The vulnerability, tracked as CVE-2024-0132, carries a CVSS score of 9.0 out of a maximum of 10.0. It has been addressed in NVIDIA Container Toolkit version v1.16.2 and NVIDIA GPU Operator version 24.6.2.
"NVIDIA Container Toolkit 1.16.1 or earlier contains a Time-of-Check Time-of-Use (TOCTOU) vulnerability when used with default configuration where a specifically crafted container image may gain access to the host file system," NVIDIA said in an advisory.
"A successful exploit of this vulnerability may lead to code execution, denial of service, escalation of privileges, information disclosure, and data tampering."
The issue impacts all versions of NVIDIA Container Toolkit up to and including v1.16.1, and Nvidia GPU Operator up to and including 24.6.1. However, it does not affect use cases where Container Device Interface (CDI) is used.
Cloud security firm Wiz, which discovered and reported the flaw to NVIDIA on September 1, 2024, said it could allow an attacker who controls the container images run by the Toolkit to perform a container escape and gain full access to the underlying host.
In an hypothetical attack scenario, a threat actor could weaponize the shortcoming by creating a rogue container image that, when run on the target platform either directly or indirectly, grants them full access to the file system.
This could materialize in the form of a supply chain attack where the victim is tricked into running the malicious image, or, alternatively, via services that allow shared GPU resources.
"With this access, the attacker can now reach the Container Runtime Unix sockets (docker.sock/containerd.sock)," security researchers Shir Tamari, Ronen Shustin, and Andres Riancho said.
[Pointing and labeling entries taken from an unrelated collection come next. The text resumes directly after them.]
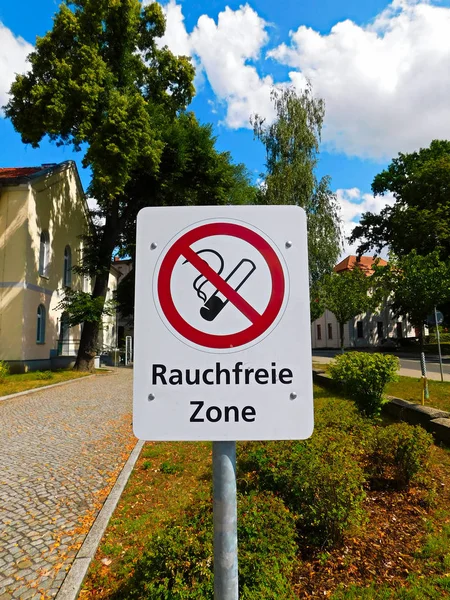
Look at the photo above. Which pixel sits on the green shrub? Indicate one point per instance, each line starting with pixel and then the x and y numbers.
pixel 178 564
pixel 4 370
pixel 170 468
pixel 320 481
pixel 43 375
pixel 399 455
pixel 364 377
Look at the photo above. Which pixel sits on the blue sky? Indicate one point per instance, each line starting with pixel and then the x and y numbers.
pixel 381 67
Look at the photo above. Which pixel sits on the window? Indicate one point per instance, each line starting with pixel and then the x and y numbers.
pixel 67 273
pixel 44 254
pixel 40 325
pixel 380 330
pixel 359 329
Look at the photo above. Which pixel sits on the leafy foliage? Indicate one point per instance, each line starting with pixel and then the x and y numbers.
pixel 178 563
pixel 364 377
pixel 320 481
pixel 399 454
pixel 292 147
pixel 191 172
pixel 43 375
pixel 417 284
pixel 347 295
pixel 83 307
pixel 99 80
pixel 420 218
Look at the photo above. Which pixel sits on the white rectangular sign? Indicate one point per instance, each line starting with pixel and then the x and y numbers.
pixel 222 330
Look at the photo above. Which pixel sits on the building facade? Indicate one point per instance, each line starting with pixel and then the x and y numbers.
pixel 43 213
pixel 365 330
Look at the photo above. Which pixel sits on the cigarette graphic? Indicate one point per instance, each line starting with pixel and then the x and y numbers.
pixel 236 279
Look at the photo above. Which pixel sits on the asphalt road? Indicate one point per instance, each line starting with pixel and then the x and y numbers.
pixel 409 365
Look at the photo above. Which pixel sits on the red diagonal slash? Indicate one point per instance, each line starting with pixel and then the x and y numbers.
pixel 218 282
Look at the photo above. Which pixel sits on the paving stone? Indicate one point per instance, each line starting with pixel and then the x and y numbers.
pixel 58 448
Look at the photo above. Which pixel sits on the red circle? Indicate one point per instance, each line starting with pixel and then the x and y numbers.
pixel 229 340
"These sockets can be used to execute arbitrary commands on the host system with root privileges, effectively taking control of the machine."
The problem poses a severe risk to orchestrated, multi-tenant environments, as it could permit an attacker to escape the container and obtain access to data and secrets of other applications running on the same node, and even the same cluster.
Technical aspects of the attack have been withheld at this stage to prevent exploitation efforts. It's highly recommended that users take steps to apply the patches to safeguard against potential threats.
"While the hype concerning AI security risks tends to focus on futuristic AI-based attacks, 'old-school' infrastructure vulnerabilities in the ever-growing AI tech stack remain the immediate risk that security teams should prioritize and protect against," the researchers said.